Uma competição marcada por disputas políticas
O artifício dos concursos, veementemente defendido pela maioria dos arquitetos em exercício,
abriu o campo de obras públicas para profissionais privados, ditos experientes e freqüentemente
de grande renome. Contudo, não amenizou as discussões políticas inerentes a tais competições e
não raras vezes contribuiu para acirrar o debate entre os diversos profissionais – engenheiros,
arquitetos, agrimensores – que almejavam assumir o domínio sobre o campo emergente do
planejamento urbano. Este foi o caso da disputa pelo projeto de Canberra. Seu principal ator foi o
então ministro de Home Affairs, King O’Malley, um americano de passado problemático que
emigrou para Austrália em 1888. A relação tempestuosa entre O’Malley e os Institutos de
Arquitetura da Austrália começou em 1910 quando a comissão por ele escolhida, formada por
Charles Robert Scrivener, David Miller, Percy Thomas Owen, todos funcionários públicos, não
abriu espaço para representantes destes institutos no processo decisório que estabeleceria as
condições e o regulamento da competição. A controvérsia girava em torno da forma de premiação,
passava pela composição da comissão julgadora e pelos procedimentos para a avaliação das
propostas. O valor dos prêmios oferecidos, £1750, £750 e £500 para o primeiro, segundo e
terceiro colocados respectivamente, foram considerados baixos e havia dúvidas se atrairiam
profissionais de calibre para a empreitada. Todavia, o esforço maior dos institutos centrava-se em
mudar a cláusula que dava a O’Malley a palavra final na proclamação do vencedor (REPS, 1997,
p.61-76).
A repercussão internacional, veiculada por jornais, periódicos e confirmada pelas entidades de
classe foi tamanha que motivou os arquitetos australianos a sugerir que o júri fosse formado por
uma tríade de arquitetos sendo um britânico, um americano e um australiano. Porém, a menor
resistência às regras do concurso por parte das entidades que representavam os engenheiros,
conseqüentemente promovia sua aproximação com o ministro O’Malley. Entre as rusgas trocadas
via imprensa, a posição oficial do governo sobre a formação do júri soou quase como uma
provocação: “A atual situação é esta: os arquitetos, que desempenham um papel menor no campo
de planejamento urbano, demandam trazer um arquiteto da Grã-Bretanha e outro da América para
formar a comissão julgadora dos projetos”. O’Malley prossegue: “Contudo, nós propomos
organizar uma comissão formada por um arquiteto australiano, um engenheiro australiano e um
agrimensor australiano – todos, membros de institutos australianos”. A situação deteriorou-se
definitivamente com a publicação do regulamento sem a devida anuência das entidades de classe
envolvidas, fato que levou o Institute of Architects of New South Wales (IANSW) e o Royal
Victorian Institute of Architects (RVIA) a notificarem seus membros a não tomarem parte da
competição. O veto é ratificado também pelo RIBA que em apoio às entidades australianas
estabelece sanções aos membros que enviassem inscrições ao concurso. Todo esse contexto
intrincado tem como reflexo a não participação de profissionais de renome como os britânicos, P.
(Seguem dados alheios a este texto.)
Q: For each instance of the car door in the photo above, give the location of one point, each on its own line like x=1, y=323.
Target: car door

Abercrombie, T. Adams e R. Unwin e dos americanos, J. Nolen e F. Olmsted Jr., entre outros
(REPS, 1997, p.76-85).
O resultado esperado pelo afastamento das entidades era o cancelamento do concurso mediante
a ausência de propostas, seja pela escassez, ou seja, pela qualidade dos projetos apresentados.
Todavia, o número de inscrições foi absolutamente surpreendente, 137 projetos enviados por
autores de 15 países. O júri anunciado por O’Malley em fevereiro de 1912 era formado John
Kirkpatrick, um arquiteto que anteriormente prestara serviços ao governo e estava afastado das
entidades que articularam o boicote à competição, James Alexander Smith, engenheiro mecânico
e presidente da Victoria Institute of Engineers e John Montgomery Coane, engenheiro civil e
agrimensor membro do Victoria Institute of Surveyors. Este último recebeu do ministro a indicação
para presidir os trabalhos que foram iniciados em 4 de março de 1912 (REPS, 1997, p.87-92).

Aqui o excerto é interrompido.